Québec est en liesse. On y fête le 400e de sa fondation. Même si on a fait quelque peu cas de la présence amérindienne, depuis le 3 juillet on semble avoir occulté que ce territoire était déjà habité et qu'il y vivait des sociétés structurées nomades, semi-nomade ou bien sédentaires. Certains diront: «Oui, mais c'est la fondation de Québec qu'on fête.» Mais la fondation de quoi, au juste? Champlain et son habitation n'étaient au début qu'un établissement fortifié qui servait de poste de traite.

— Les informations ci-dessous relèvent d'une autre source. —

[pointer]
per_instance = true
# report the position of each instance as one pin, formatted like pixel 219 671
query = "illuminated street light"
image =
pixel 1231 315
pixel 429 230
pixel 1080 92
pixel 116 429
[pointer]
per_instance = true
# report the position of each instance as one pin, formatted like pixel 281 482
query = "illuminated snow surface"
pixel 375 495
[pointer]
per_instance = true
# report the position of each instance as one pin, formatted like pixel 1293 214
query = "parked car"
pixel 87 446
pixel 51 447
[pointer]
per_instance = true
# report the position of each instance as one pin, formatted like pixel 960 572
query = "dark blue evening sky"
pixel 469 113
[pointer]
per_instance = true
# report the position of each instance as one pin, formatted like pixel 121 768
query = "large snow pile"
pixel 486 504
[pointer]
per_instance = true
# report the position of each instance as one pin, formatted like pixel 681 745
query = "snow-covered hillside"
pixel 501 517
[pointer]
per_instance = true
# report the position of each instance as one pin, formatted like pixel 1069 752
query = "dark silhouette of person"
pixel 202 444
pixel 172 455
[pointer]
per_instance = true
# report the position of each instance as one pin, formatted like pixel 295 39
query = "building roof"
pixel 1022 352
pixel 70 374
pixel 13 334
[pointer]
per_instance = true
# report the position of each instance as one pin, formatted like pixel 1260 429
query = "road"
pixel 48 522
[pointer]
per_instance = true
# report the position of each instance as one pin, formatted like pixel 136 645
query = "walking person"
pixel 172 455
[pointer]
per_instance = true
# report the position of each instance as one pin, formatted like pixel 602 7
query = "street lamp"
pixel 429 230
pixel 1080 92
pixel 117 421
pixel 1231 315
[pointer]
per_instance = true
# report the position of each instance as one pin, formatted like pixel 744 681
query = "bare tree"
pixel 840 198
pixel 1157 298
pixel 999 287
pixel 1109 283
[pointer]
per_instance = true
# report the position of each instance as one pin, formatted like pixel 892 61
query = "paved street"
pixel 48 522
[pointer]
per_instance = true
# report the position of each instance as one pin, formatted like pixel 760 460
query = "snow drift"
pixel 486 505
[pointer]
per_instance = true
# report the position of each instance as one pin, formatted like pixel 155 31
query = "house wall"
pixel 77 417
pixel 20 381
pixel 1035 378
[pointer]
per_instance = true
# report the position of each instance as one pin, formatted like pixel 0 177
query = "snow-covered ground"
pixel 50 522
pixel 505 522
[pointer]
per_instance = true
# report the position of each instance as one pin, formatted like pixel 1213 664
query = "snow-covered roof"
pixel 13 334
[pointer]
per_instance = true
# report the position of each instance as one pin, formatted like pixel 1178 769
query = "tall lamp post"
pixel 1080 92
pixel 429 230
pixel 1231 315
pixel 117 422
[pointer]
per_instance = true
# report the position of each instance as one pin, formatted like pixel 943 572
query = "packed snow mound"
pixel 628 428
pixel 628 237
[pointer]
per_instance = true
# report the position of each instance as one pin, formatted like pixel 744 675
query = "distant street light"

Les Amérindiens, avec raison, n'ont pas toujours apprécié qu'on s'installe sur leur territoire. Comme quoi, au début, la présence française était passablement moins nombreuse que la présence amérindienne.

Pourquoi est-ce que je souligne ce fait? Parce qu'il faut se rendre compte que si Champlain n'avait pas créé des relations pacifiques avec les Amérindiens, jamais Québec n'aurait pu devenir ce qu'elle est devenue.... Il fallait absolument des alliances. C'est précisément ce que Champlain a fait après son établissement en terre amérindienne.

Comment peut-on oublier que la principale activité à cette époque était le commerce de la fourrure et que plusieurs des Français qui sont venus en terre d'Amérique étaient avant tout des trappeurs? Trappeur, ça signifiait vivre à l'amérindienne, parcourir les bois, vivre parmi les Amérindiens et tout apprendre d'eux, sans quoi jamais encore une fois ils n'auraient réussi.

Sans nier qu'on puisse fêter le 400e de Québec, je tenais à rappeler ces faits qui relèvent de l'histoire de Québec et du Québec, autant que l'arrivée des «filles du Roi» et que tout autre événement lié à notre passé de colonisation.

Le Québec pourrait alors, à ce sujet, utiliser à bon escient sa devise: «Je me souviens».